Artificial intelligence and machine learning
Research Article
Embedding-based object segmentation with an adapted U-Net architecture
Igor Victorovich Vinokurov
| Financial University under the Government of the Russian Federation, Moscow, Russia | |
|
|
Abstract. The article presents a multi-task neural network based on a modified U-Net architecture for joint semantic and instance segmentation of objects in aerial imagery. The model employs a symmetric encoder-decoder structure with skip connections and is equipped with two parallel output heads. The semantic head performs pixel-wise classification, while the embedding head generates discriminative vector representations for each pixel. The application of a specialized discriminative loss function ensures compact embedding clusters within objects and separation between different instances. In the post-processing stage, clustering the embedding field allows for unambiguous extraction of individual object masks.
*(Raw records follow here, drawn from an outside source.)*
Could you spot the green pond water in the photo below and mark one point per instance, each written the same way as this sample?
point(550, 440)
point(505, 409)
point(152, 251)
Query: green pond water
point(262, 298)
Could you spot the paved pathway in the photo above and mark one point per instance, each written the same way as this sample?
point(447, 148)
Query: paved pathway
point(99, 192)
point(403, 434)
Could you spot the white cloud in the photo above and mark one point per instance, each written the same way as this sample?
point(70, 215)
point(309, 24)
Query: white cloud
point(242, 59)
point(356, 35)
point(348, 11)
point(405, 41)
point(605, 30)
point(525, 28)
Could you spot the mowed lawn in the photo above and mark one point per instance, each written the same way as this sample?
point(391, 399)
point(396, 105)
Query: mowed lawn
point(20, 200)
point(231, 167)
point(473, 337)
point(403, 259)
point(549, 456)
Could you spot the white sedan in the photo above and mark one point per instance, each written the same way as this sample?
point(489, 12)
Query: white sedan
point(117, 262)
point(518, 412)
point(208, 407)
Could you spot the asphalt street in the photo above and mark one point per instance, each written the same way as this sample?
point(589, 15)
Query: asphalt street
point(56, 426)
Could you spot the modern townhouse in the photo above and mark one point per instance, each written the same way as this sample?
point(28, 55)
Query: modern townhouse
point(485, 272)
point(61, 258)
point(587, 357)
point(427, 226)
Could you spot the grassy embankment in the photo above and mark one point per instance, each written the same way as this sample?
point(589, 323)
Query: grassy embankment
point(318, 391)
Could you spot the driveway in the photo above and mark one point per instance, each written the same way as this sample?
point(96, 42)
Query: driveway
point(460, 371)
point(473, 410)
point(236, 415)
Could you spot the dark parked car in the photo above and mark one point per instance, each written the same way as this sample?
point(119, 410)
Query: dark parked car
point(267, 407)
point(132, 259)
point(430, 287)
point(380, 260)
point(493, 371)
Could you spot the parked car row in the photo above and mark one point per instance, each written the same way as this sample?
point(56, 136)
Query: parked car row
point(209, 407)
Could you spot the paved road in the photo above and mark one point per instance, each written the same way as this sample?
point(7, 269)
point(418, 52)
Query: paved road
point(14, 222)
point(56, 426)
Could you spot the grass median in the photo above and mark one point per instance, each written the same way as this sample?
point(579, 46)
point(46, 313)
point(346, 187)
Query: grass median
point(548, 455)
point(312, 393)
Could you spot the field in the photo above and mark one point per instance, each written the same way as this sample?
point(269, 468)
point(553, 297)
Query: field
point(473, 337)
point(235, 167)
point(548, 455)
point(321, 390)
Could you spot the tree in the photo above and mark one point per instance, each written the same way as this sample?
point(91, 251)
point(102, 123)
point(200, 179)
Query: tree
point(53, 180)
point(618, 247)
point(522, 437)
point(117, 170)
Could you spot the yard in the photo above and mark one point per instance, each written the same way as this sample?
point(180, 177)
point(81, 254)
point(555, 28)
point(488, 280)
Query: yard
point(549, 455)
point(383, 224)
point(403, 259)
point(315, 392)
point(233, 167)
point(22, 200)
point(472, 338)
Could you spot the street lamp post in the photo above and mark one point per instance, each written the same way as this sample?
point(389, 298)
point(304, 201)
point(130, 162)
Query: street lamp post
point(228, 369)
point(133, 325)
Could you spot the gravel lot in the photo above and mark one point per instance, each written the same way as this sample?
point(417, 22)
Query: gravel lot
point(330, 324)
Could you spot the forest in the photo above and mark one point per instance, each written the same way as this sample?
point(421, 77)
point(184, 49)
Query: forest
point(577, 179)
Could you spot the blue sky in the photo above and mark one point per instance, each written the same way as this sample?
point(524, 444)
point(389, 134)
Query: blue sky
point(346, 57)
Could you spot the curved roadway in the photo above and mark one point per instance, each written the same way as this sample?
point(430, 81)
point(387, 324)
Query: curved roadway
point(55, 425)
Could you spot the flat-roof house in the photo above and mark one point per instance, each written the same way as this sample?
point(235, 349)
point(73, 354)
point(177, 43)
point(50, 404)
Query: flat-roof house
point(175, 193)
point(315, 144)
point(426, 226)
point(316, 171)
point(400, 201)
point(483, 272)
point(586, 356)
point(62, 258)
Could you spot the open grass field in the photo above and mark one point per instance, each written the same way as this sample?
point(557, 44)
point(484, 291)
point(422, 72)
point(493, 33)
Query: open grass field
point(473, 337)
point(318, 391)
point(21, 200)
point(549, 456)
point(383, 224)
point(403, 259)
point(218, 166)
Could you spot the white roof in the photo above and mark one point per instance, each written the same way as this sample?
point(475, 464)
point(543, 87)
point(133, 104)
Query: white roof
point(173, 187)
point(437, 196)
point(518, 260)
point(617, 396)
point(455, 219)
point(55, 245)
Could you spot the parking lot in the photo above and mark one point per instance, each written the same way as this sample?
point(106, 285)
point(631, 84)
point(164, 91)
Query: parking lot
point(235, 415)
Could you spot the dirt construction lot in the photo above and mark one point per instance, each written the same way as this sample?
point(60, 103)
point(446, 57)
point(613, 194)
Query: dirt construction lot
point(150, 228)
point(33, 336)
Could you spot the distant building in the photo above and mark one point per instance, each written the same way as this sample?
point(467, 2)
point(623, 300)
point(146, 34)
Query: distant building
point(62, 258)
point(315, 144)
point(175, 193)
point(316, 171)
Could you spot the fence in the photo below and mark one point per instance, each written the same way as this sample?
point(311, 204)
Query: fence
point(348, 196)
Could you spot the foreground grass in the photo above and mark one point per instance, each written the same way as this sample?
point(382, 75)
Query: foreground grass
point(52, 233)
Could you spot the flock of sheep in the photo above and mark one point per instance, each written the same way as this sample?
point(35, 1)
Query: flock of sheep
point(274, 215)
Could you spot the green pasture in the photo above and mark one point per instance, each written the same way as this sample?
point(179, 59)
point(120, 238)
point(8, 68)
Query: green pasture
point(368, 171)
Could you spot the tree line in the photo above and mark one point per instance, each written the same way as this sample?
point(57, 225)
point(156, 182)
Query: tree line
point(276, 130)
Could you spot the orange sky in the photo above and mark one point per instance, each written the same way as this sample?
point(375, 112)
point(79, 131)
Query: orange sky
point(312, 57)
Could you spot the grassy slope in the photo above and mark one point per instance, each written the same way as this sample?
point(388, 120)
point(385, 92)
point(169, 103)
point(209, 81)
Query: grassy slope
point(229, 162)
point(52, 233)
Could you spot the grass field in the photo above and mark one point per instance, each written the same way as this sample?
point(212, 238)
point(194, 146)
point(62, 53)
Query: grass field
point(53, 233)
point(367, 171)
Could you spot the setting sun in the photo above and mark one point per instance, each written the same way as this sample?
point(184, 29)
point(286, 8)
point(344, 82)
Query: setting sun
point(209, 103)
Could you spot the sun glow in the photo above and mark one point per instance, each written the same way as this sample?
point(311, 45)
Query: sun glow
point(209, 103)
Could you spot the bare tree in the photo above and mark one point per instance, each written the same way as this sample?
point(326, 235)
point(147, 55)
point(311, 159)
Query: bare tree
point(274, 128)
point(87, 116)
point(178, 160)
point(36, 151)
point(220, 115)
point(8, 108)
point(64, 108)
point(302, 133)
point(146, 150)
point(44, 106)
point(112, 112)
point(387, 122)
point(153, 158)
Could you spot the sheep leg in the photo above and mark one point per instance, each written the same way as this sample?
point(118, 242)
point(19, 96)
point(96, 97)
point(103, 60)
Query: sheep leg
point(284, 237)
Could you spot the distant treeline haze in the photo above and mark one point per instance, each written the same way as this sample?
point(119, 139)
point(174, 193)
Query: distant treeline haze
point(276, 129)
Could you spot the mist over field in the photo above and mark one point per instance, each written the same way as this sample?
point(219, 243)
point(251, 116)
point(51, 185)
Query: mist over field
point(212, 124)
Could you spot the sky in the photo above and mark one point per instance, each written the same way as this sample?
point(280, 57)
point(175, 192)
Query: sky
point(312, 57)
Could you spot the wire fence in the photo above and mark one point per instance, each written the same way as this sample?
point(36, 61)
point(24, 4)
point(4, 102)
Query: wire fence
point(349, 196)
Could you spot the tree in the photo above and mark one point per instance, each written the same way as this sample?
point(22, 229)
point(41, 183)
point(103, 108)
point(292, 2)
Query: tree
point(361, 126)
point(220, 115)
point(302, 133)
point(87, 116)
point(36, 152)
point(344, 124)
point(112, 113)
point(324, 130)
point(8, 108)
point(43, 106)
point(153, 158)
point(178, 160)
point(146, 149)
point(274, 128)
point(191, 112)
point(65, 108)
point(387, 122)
Experiments were conducted on a specialized aerial imagery dataset containing 23,076 annotated objects across five classes. For the key class «Building» the validation set achieved IoU = 0.812 and F1-score = 0.880. A comparison with state-of-the-art methods (Mask2Former, OneFormer, SAM 2 with LoRA fine-tuning, MR-DeepLabv3 ) confirms the model's competitiveness in terms of the balance between accuracy and inference speed.
The model demonstrates effectiveness for automated mapping and urban structure analysis tasks using remote sensing data. (Linked article texts in English and in Russian).
Keywords: semantic segmentation, instance segmentation, U-Net architecture, pixel-wise embeddings, discriminative loss
MSC-2020
68T20; 68T07, 68T45For citation: Igor V. Vinokurov. Embedding-based object segmentation with an adapted U-Net architecture. Program Systems: Theory and Applications, 2026, 17:1, pp. 105–172. (in Engl. In Russ.). https://psta.psiras.ru/2026/1_105-172.
Full text of bilingual article (PDF): https://psta.psiras.ru/read/psta2026_1_105-172.pdf (Clicking on the flag in the header switches the page language).
The article was submitted 06.01.2026; approved after reviewing 16.01.2026; accepted for publication 26.02.2026; published online 12.03.2026.